Agora, a pergunta que provavelmente vc está se fazendo é: como diabos você vai saber quais combinações desbloqueiam quais habilidades? Bem, o manual japonês original de Epic Stella tinha uma seção dedicada a esse sistema. Ele não revelava os números exatos dos atributos, mas dava uma ideia geral de quais atributos você precisaria focar para obter certos tipos de habilidades. Não era perfeito, mas o suficiente para te guiar. E sim, eu olhei o manual japonês do jogo. Não, eu não tenho nada melhor pra fazer da vida.
E então a Working Designs teve uma ideia diferente.
Em vez de traduzir essa seção, eles simplesmente... cortaram. Sumiram. Apagaram. Mas não se preocupe! Eles tinham uma solução: anunciaram que estavam vendendo um guia de estratégia separado — por dinheiro extra, é claro — onde você poderia encontrar todas essas informações vitais. Sim, as mesmas informações que vinham com o manual original em japonês, convenientemente removidas para que pudessem te vender um livro. Não é legal da parte deles?
Olha, eu sou um homem paciente. Um surfista californiano sendo totalmente tubular no meio de um reino medieval? Tudo bem, eu aceito isso. Uma referência aos escandalos do Bill Clinton em uma história sobre elfos e impérios? Eu vou sobreviver. Mas quando você começa a fazer palhaçadas nível Electronic Arts com as mecânicas do jogo, é aí que eu traço a linha, Working Designs.

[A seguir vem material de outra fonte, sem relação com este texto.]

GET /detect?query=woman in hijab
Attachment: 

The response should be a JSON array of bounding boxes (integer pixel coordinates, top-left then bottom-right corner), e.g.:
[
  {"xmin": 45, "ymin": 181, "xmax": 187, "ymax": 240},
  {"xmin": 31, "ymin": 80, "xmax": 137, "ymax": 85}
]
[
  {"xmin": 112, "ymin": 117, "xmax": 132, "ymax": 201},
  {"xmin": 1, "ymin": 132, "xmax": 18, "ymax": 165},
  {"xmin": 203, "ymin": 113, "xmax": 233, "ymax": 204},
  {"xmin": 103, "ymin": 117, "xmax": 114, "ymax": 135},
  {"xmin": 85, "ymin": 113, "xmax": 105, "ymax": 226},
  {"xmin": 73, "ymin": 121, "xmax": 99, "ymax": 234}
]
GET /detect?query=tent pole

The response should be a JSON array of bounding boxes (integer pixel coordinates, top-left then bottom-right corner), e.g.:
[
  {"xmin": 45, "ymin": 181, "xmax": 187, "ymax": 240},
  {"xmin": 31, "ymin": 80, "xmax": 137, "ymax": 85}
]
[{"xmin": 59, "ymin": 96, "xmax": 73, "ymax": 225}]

Felizmente, no ano 2000, a internet já era uma realidade. GameFAQs existiam, fans shrines existiam e você podia desenterrar as informações que a Working Designs tentava te arrancar uma grana extracom um paywall. Então o jogo não foi completamente arruinado. Mas não vamos medir palavras: o fato de a WD ter cortado deliberadamente as orientações essenciais de jogabilidade do manual para vender um livro de estratégias separado foi uma atitude extremamente mesquinha. Tipo muito mesmo.
E, no entanto... esse não foi o fim do seu reinado de terror. Ah, não, nem perto. Porque, aparentemente, a Working Designs decidiu que mexer no manual não era suficiente — eles também precisavam mexer no jogo em si.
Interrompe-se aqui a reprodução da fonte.